Many people report that they prefer blurring in videos over blocking artifacts, which is a conflation of the value of fidelity versus appeal. While blurring can be beneficial at lower bitrates to help reduce the visibility of blocking artifacts, it is generally preferable to view a slightly blurry image rather than a blocky one with distracting artifacts. This underscores how essential it is to strike a balance with psychovisual options in encoders; heavily utilizing these settings can negatively effect visual quality in certain scenarios, like when encoding at low fidelity where artifacts would be erroneous enough that they would be distracting.
Psychovisual Optionsβ
The following are some common psychovisual options that are available in x265, from the x265 documentation linked prior:
--psy-rd
will add an extra cost to reconstructed blocks which do not match the visual energy of the source block. The higher the strength of--psy-rd
the more strongly it will favor similar energy over blur and the more aggressively it will ignore rate distortion. If it is too high, it will introduce visual artifacts and increase bitrate enough for rate control to increase quantization globally, reducing overall quality. psy-rd will tend to reduce the use of blurred prediction modes, like DC and planar intra and bi-directional inter prediction.
--psy-rdoq
will adjust the distortion cost used in rate-distortion optimized quantization (RDO quant), enabled by--rdoq-level
1 or 2, favoring the preservation of energy in the reconstructed image.--psy-rdoq
prevents RDOQ from blurring all of the encoding options which psy-rd has to choose from. At low strength levels, psy-rdoq will influence the quantization level decisions, favoring higher AC energy in the reconstructed image. As psy-rdoq strength is increased, more non-zero coefficient levels are added, and fewer coefficients are zeroed by RDOQ's rate distortion analysis. High levels of psy-rdoq can double the bitrate which can have a drastic effect on rate control, forcing higher overall QP, and can cause ringing artifacts. psy-rdoq is less accurate than psy-rd, it is biasing towards energy in general while psy-rd biases towards the energy of the source image. But very large psy-rdoq values can sometimes be beneficial.
In summary, --psy-rd
attempts to preserve the visual energy of the encode relative to the source video, while --psy-rdoq
attempts to make decisions generally in favor of preserving visual energy.

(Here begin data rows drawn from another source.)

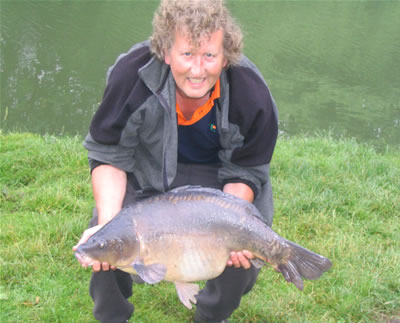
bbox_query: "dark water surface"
[0,0,400,146]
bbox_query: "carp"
[75,186,332,309]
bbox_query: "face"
[164,30,227,99]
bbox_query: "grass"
[0,133,400,323]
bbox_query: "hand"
[226,250,254,269]
[72,224,117,272]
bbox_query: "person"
[74,0,278,323]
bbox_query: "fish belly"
[141,234,230,282]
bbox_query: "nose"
[191,55,204,76]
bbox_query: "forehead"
[173,29,224,50]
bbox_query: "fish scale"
[75,186,332,308]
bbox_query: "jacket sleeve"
[84,48,151,172]
[219,62,278,196]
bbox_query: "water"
[0,0,400,146]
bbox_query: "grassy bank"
[0,133,400,323]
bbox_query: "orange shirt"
[176,79,221,126]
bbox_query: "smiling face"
[164,30,227,100]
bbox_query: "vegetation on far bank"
[0,132,400,323]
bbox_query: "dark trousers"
[90,164,259,323]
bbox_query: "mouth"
[188,77,206,84]
[75,251,93,267]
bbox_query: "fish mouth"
[75,251,93,267]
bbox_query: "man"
[74,0,277,323]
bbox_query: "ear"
[164,49,171,65]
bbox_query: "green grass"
[0,133,400,323]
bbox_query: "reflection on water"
[0,0,400,145]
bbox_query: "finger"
[237,252,251,269]
[72,229,92,251]
[231,252,240,268]
[92,261,101,272]
[243,250,255,259]
[101,262,110,271]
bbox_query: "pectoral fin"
[175,282,199,309]
[250,258,265,269]
[132,261,167,284]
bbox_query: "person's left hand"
[226,250,254,269]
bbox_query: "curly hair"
[150,0,243,65]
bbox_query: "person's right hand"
[72,224,117,272]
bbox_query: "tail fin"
[278,240,332,290]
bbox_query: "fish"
[75,186,332,309]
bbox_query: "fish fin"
[278,240,332,290]
[175,282,200,310]
[131,274,145,284]
[132,262,167,284]
[250,258,265,269]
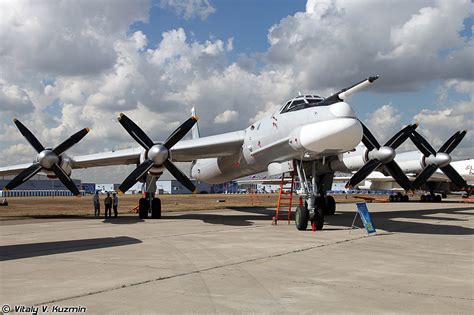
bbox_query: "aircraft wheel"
[138,198,150,219]
[311,207,324,231]
[323,196,336,215]
[295,205,309,231]
[151,198,161,219]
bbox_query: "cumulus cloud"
[413,80,474,158]
[214,110,239,124]
[160,0,216,20]
[0,80,34,113]
[365,104,402,144]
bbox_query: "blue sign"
[356,202,377,235]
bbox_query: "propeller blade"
[163,160,197,193]
[3,163,41,190]
[13,118,44,153]
[51,164,80,196]
[346,159,382,188]
[53,128,90,155]
[438,130,467,154]
[118,160,153,193]
[163,116,198,150]
[410,130,436,156]
[385,124,418,149]
[385,161,413,191]
[413,164,438,189]
[360,122,380,151]
[117,113,154,151]
[441,165,468,188]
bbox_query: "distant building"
[0,175,82,197]
[156,179,212,195]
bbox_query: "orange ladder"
[273,172,295,225]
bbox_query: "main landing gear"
[295,161,336,231]
[138,192,161,219]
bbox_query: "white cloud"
[214,110,239,124]
[0,80,34,113]
[160,0,216,20]
[365,104,402,145]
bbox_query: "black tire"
[138,198,150,219]
[323,196,336,215]
[295,205,309,231]
[151,198,161,219]
[311,207,324,231]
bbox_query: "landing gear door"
[268,160,295,176]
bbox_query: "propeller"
[4,118,90,196]
[410,130,468,189]
[117,113,198,193]
[346,122,418,191]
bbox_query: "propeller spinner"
[346,122,418,191]
[4,118,90,196]
[410,130,468,189]
[117,113,198,193]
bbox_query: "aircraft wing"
[171,131,245,162]
[0,131,245,176]
[71,148,142,169]
[0,163,35,176]
[72,131,245,169]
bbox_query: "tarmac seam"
[35,235,367,305]
[293,281,474,301]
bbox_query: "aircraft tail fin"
[191,106,201,139]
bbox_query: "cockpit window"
[280,95,323,114]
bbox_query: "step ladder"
[272,172,295,225]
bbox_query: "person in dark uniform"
[112,193,118,218]
[92,191,100,218]
[104,193,112,218]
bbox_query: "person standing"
[112,193,118,218]
[92,191,100,218]
[104,193,112,218]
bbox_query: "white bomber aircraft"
[0,76,470,230]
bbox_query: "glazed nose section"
[300,118,362,152]
[329,102,356,118]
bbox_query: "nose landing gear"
[295,161,328,231]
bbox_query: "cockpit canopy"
[280,95,324,114]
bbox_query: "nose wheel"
[295,161,326,231]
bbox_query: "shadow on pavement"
[0,236,142,261]
[163,203,474,235]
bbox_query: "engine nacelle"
[43,154,72,179]
[140,150,165,177]
[191,158,225,184]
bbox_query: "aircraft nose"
[299,118,362,153]
[329,102,356,118]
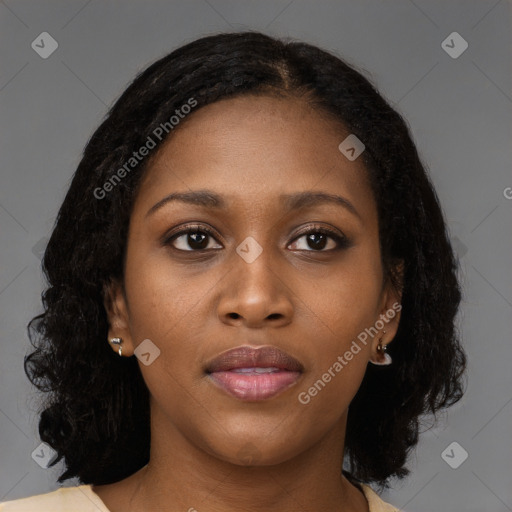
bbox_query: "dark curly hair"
[24,31,466,489]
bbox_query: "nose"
[218,250,294,328]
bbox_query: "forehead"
[132,96,372,216]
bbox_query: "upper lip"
[206,346,304,373]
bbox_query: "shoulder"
[0,485,109,512]
[360,484,403,512]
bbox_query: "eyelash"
[163,225,350,254]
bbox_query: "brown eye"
[288,228,349,252]
[165,226,222,252]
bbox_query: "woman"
[0,32,466,512]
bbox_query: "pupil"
[308,233,326,249]
[188,232,208,249]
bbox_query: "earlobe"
[103,280,134,356]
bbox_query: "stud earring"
[370,330,393,366]
[110,338,123,356]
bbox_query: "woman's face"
[109,92,398,464]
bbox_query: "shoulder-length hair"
[24,32,466,488]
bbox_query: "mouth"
[205,346,304,402]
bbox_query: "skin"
[93,96,400,512]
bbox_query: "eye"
[288,227,349,252]
[164,226,222,252]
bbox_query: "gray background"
[0,0,512,512]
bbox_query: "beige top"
[0,484,400,512]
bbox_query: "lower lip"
[209,370,301,401]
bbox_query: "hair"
[24,31,466,489]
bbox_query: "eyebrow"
[146,189,361,219]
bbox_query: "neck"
[123,409,369,512]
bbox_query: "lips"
[206,347,304,373]
[205,347,304,401]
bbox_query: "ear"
[371,260,404,363]
[103,279,135,357]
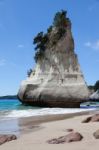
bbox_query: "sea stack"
[18,11,89,108]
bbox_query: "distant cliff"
[18,11,89,107]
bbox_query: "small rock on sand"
[0,134,17,145]
[47,132,83,144]
[82,114,99,123]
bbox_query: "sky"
[0,0,99,95]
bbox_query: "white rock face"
[18,19,89,107]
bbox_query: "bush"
[27,69,32,77]
[94,80,99,91]
[53,10,67,27]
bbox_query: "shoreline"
[0,111,99,150]
[4,110,96,137]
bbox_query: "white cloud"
[18,44,24,48]
[0,59,6,67]
[84,40,99,50]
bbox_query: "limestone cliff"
[18,10,89,107]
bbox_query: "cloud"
[18,44,24,48]
[0,59,6,67]
[84,40,99,51]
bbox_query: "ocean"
[0,99,94,135]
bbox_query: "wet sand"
[0,111,99,150]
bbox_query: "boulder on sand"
[47,132,83,144]
[82,114,99,123]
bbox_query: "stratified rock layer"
[18,16,89,107]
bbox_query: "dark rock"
[82,117,91,123]
[0,134,17,145]
[93,130,99,139]
[47,132,83,144]
[82,114,99,123]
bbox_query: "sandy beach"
[0,109,99,150]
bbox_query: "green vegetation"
[88,80,99,91]
[53,10,67,28]
[94,80,99,91]
[33,10,70,62]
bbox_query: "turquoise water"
[0,99,37,111]
[0,99,94,119]
[0,99,94,135]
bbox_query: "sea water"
[0,99,94,135]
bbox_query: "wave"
[0,108,94,118]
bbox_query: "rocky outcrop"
[0,134,17,145]
[18,10,89,107]
[47,132,83,144]
[90,90,99,101]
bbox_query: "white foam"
[5,108,93,118]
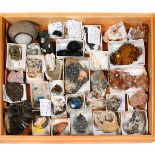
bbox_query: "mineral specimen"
[86,92,105,109]
[51,96,66,116]
[128,23,149,42]
[51,84,62,94]
[33,115,49,133]
[91,71,108,94]
[109,70,149,91]
[26,43,41,55]
[67,41,83,52]
[7,70,24,83]
[52,122,68,135]
[129,91,148,110]
[103,22,127,43]
[9,45,22,61]
[68,96,83,109]
[110,44,142,65]
[5,102,33,135]
[65,59,89,93]
[45,53,56,71]
[73,113,88,134]
[45,59,63,81]
[106,95,122,111]
[8,21,38,45]
[5,83,24,102]
[53,30,62,37]
[94,111,119,133]
[26,57,43,78]
[57,40,83,56]
[39,30,54,54]
[122,111,146,134]
[84,25,102,51]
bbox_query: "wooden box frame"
[0,13,155,143]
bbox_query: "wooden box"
[0,13,155,143]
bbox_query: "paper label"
[67,20,82,39]
[88,26,101,45]
[39,99,51,116]
[48,22,63,35]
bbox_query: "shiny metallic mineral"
[73,113,88,133]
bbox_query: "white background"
[0,0,155,155]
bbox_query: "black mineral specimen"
[5,102,33,135]
[5,83,24,102]
[39,30,54,54]
[53,30,62,37]
[73,114,88,133]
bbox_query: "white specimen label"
[88,26,101,45]
[67,20,82,40]
[48,22,63,35]
[39,99,52,116]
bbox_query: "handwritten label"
[39,99,52,116]
[67,20,82,39]
[88,26,101,45]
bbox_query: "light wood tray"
[0,13,155,143]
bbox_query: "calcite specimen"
[94,111,119,133]
[73,113,88,134]
[52,122,68,135]
[5,83,24,102]
[7,70,24,83]
[122,111,146,134]
[4,102,33,135]
[103,22,127,43]
[110,44,142,65]
[106,95,122,111]
[129,91,148,110]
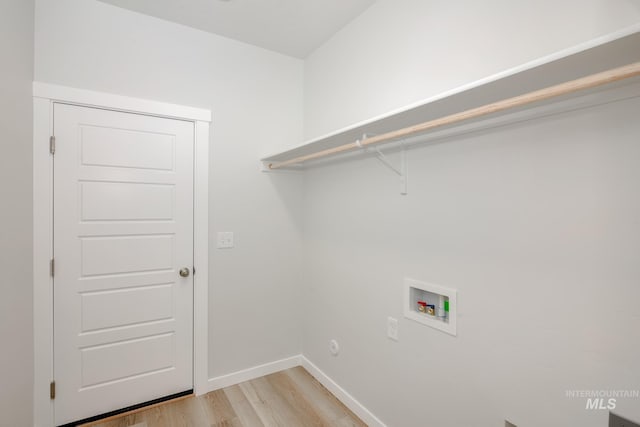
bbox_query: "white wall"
[305,0,640,138]
[0,0,33,427]
[35,0,303,377]
[303,0,640,427]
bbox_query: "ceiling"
[95,0,375,58]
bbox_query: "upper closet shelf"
[261,25,640,171]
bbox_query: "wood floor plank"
[83,367,366,427]
[199,389,238,425]
[224,385,264,427]
[284,366,362,425]
[164,397,210,427]
[251,377,321,427]
[266,372,331,427]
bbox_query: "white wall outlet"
[218,231,233,249]
[387,317,398,341]
[329,340,340,356]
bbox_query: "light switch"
[218,231,233,249]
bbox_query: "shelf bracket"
[356,134,408,196]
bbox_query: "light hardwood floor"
[83,367,366,427]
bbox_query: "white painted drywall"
[303,0,640,427]
[304,99,640,427]
[35,0,303,377]
[305,0,640,139]
[0,0,33,427]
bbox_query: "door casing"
[33,82,211,427]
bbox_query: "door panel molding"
[33,82,211,427]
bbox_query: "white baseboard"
[300,356,387,427]
[209,355,302,391]
[209,355,387,427]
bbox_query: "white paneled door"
[54,104,194,425]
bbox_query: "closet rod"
[268,62,640,169]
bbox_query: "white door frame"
[33,82,211,427]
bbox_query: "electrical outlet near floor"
[387,317,398,341]
[609,412,640,427]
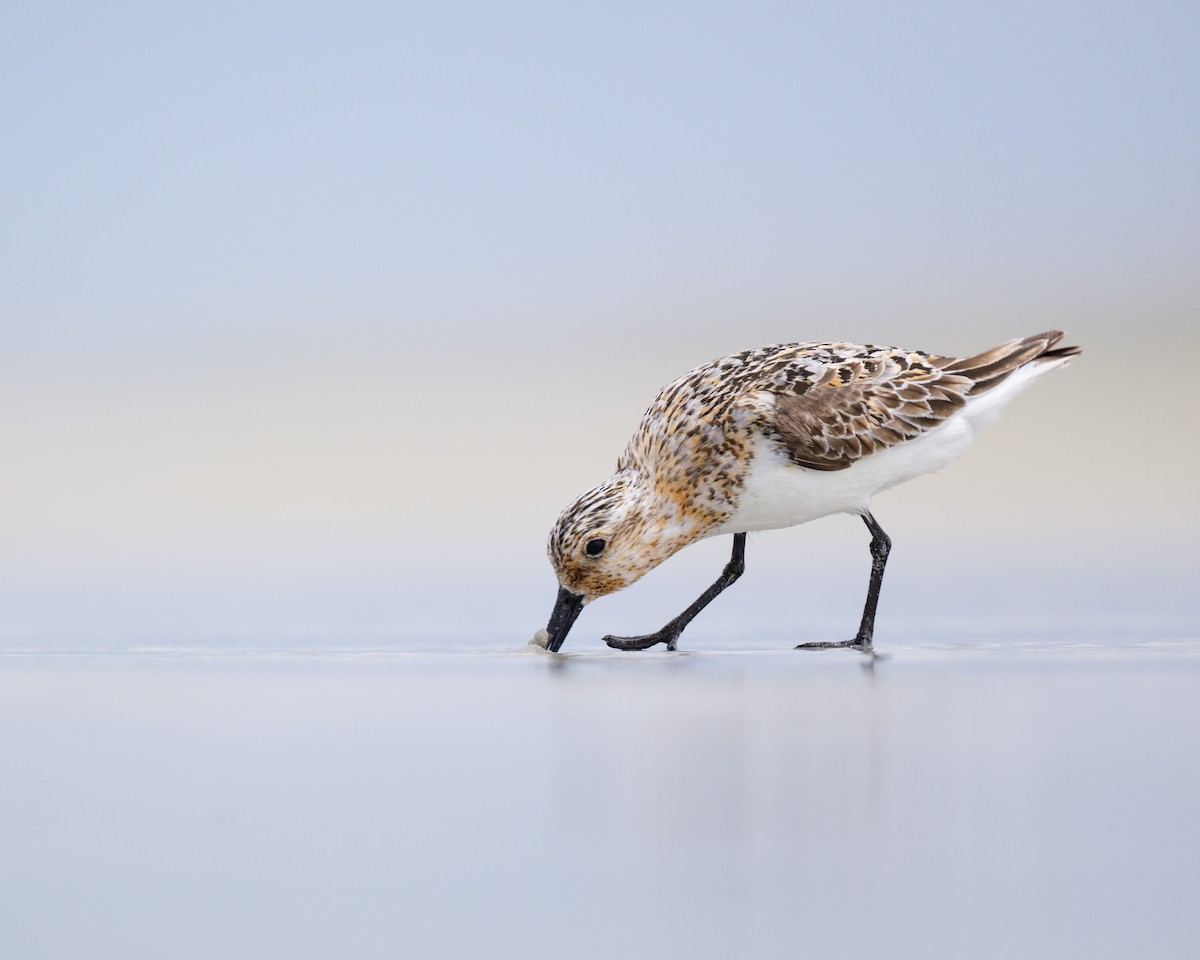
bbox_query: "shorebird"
[535,330,1080,652]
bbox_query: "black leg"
[604,533,746,650]
[796,511,892,652]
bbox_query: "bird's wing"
[767,331,1062,470]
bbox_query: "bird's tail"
[938,330,1080,397]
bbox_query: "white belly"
[707,364,1058,536]
[709,416,974,536]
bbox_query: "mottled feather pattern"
[550,331,1078,598]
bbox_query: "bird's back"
[619,331,1079,533]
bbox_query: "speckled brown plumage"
[548,331,1078,614]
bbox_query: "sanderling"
[535,330,1079,652]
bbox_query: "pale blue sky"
[0,2,1200,636]
[0,2,1200,356]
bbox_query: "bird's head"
[546,473,678,650]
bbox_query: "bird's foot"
[796,636,875,653]
[604,630,679,650]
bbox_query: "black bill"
[546,587,583,653]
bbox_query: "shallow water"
[0,637,1200,958]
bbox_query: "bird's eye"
[583,536,608,557]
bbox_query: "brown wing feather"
[773,330,1078,470]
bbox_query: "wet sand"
[0,637,1200,960]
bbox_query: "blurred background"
[0,0,1200,648]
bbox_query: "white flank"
[707,358,1069,536]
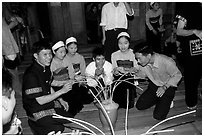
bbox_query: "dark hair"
[117,35,130,42]
[92,47,104,58]
[149,2,160,9]
[133,41,153,55]
[2,68,13,98]
[90,4,98,12]
[117,35,130,47]
[32,39,52,54]
[66,42,77,48]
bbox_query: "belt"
[28,109,56,121]
[107,28,125,31]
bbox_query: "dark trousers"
[104,28,127,62]
[136,82,176,120]
[113,76,137,108]
[28,108,73,135]
[146,24,161,53]
[184,55,202,107]
[53,84,88,116]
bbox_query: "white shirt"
[100,2,134,31]
[85,61,113,87]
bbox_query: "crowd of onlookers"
[2,2,202,134]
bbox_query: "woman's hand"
[152,29,157,35]
[156,86,166,97]
[59,98,69,111]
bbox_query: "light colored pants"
[8,67,22,96]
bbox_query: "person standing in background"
[176,2,202,110]
[2,5,23,95]
[100,2,134,62]
[146,2,164,53]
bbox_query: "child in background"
[165,25,181,60]
[50,41,83,116]
[111,32,138,108]
[66,37,86,76]
[2,69,22,135]
[65,37,92,104]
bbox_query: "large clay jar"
[96,102,119,130]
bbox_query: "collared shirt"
[85,61,113,87]
[111,49,138,68]
[50,56,75,86]
[66,53,86,75]
[100,2,134,31]
[22,61,54,117]
[146,8,163,30]
[137,53,182,87]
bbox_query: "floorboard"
[16,79,202,135]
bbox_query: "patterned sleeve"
[23,73,43,99]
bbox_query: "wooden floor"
[16,79,202,135]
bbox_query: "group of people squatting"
[2,3,202,135]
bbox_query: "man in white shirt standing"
[100,2,134,62]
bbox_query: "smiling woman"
[2,69,22,135]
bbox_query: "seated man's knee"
[135,102,145,110]
[153,113,166,120]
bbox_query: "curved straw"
[145,110,196,134]
[141,129,174,135]
[53,114,96,135]
[61,132,93,135]
[68,118,105,135]
[89,89,115,135]
[125,89,129,135]
[111,78,143,98]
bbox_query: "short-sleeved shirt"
[146,8,163,30]
[111,49,138,68]
[176,2,202,57]
[137,53,182,87]
[85,61,113,87]
[22,61,54,117]
[66,53,86,75]
[50,56,74,86]
[100,2,132,31]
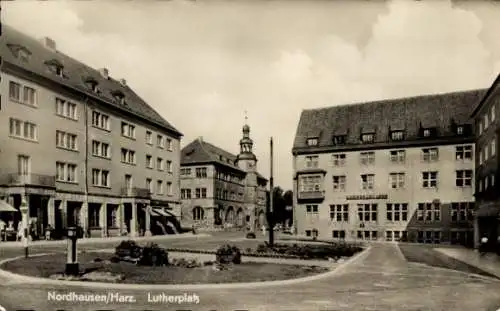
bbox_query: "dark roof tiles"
[0,24,182,136]
[294,89,486,148]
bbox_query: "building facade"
[0,25,182,236]
[181,125,267,230]
[293,90,485,245]
[472,75,500,248]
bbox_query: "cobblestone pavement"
[0,236,500,311]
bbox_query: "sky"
[2,0,500,190]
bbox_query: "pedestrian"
[479,236,488,256]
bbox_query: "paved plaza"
[0,234,500,311]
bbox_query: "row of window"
[299,170,473,192]
[306,202,474,222]
[9,81,173,151]
[306,125,471,147]
[305,229,472,244]
[181,188,207,200]
[306,145,473,168]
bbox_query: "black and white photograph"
[0,0,500,311]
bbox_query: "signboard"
[346,194,389,201]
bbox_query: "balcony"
[0,173,56,188]
[297,190,325,203]
[121,187,151,198]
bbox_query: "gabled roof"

Currently, x264 includes both of the above options alongside a number of other psychovisual options, and is considered the most mature psychovisually optimized open source video encoder. While it doesn't have --psy-rdoq
, SVT-AV1-PSY is an AV1 encoder that includes a number of psychovisual options (including --psy-rd
, as of version 3.0.0).
Metricsβ
Currently, it is difficult to measure the effectiveness of psychovisual options in encoders without subjective visual testing. While metrics like VMAF and SSIM are designed to be more perceptually accurate than PSNR, they are far from perfect and are usually misleading.
More modern metrics like SSIMULACRA2 and XPSNR are designed to be more perceptually accurate than others, and while SSIMULACRA2 largely achieves this goal, newer metrics are still not perfect and usually reward disabling all psychovisual options even when the options clearly help preserve psychovisual fidelity.
Conclusionβ
Psychovisual options are essential to preserving visual quality. While perceptually driven features are hard to develop, difficult to test and measure, and somewhat rare, they are generally considered to be beneficial to the encoding process. The inclusion of well-built psychovisual options in encoders often signifies maturity and effectiveness, contributing to the overwhelmingly positive legacies of encoders like x264 and x265 which have consistently prioritized visual quality to great effect.